FIG. 1 illustrates an example computer networking environment 100
suitable for use in explaining example embodiments disclosed
herein. The computer networking environment 100 includes a computer
network 101 such as a local area network (LAN) that interconnects
multiple end point devices 105(1), 105(2), 105(3), etc. End point
devices 105 may be wired or wirelessly connected desktop computers
or laptop computers, mobile devices including mobile telephones and
tablets, or like devices that provide some sort of user experience
to an end user as a result of receiving data over the network.

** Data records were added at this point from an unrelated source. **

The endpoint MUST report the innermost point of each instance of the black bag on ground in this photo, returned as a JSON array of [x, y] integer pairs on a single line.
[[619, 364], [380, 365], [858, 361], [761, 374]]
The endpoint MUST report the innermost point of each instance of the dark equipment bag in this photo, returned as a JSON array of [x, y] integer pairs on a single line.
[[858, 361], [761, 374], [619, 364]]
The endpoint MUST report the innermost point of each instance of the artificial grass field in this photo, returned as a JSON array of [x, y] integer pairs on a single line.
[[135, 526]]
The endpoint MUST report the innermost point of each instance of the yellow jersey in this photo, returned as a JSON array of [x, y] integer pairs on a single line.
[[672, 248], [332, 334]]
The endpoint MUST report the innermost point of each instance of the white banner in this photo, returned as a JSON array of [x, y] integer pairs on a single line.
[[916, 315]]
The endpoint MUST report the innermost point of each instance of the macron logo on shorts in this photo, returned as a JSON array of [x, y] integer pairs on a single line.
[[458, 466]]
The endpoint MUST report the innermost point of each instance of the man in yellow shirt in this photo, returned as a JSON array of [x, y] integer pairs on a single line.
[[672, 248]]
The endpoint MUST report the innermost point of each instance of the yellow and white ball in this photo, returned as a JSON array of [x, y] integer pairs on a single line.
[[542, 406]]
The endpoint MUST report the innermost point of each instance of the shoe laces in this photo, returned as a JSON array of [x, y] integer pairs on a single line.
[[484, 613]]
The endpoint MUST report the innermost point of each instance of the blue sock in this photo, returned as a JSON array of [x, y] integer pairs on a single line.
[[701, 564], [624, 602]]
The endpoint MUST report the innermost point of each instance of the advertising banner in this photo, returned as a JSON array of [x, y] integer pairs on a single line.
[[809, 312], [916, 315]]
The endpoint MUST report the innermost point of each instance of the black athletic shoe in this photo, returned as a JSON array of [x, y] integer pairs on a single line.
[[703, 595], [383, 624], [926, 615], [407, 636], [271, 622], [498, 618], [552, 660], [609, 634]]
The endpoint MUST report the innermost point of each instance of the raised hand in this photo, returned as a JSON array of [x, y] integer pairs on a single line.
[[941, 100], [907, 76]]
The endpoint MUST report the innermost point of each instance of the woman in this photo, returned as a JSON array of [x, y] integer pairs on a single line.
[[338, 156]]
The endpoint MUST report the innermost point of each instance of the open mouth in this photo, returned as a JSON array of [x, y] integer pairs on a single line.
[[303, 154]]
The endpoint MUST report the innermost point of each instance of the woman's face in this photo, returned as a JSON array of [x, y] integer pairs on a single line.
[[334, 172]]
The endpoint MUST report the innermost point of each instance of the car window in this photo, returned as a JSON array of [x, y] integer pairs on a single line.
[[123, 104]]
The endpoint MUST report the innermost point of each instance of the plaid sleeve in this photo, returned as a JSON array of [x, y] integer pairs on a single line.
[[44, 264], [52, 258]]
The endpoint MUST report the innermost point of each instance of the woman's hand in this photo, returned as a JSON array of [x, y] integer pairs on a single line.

Network 101 is also connected to an edge router 110 that couples
network 101 to a wide area network (WAN) 115 such as the Internet
and that allows communication between the end point devices 105 and
other computers, servers and other devices worldwide. Such other
computers, servers, etc. (not shown) may be disposed, for example,
inside a data center 120 that may be a physical data center or a
virtual data center that functions, from the perspective of an end
point device 105, as a dedicated physical data center.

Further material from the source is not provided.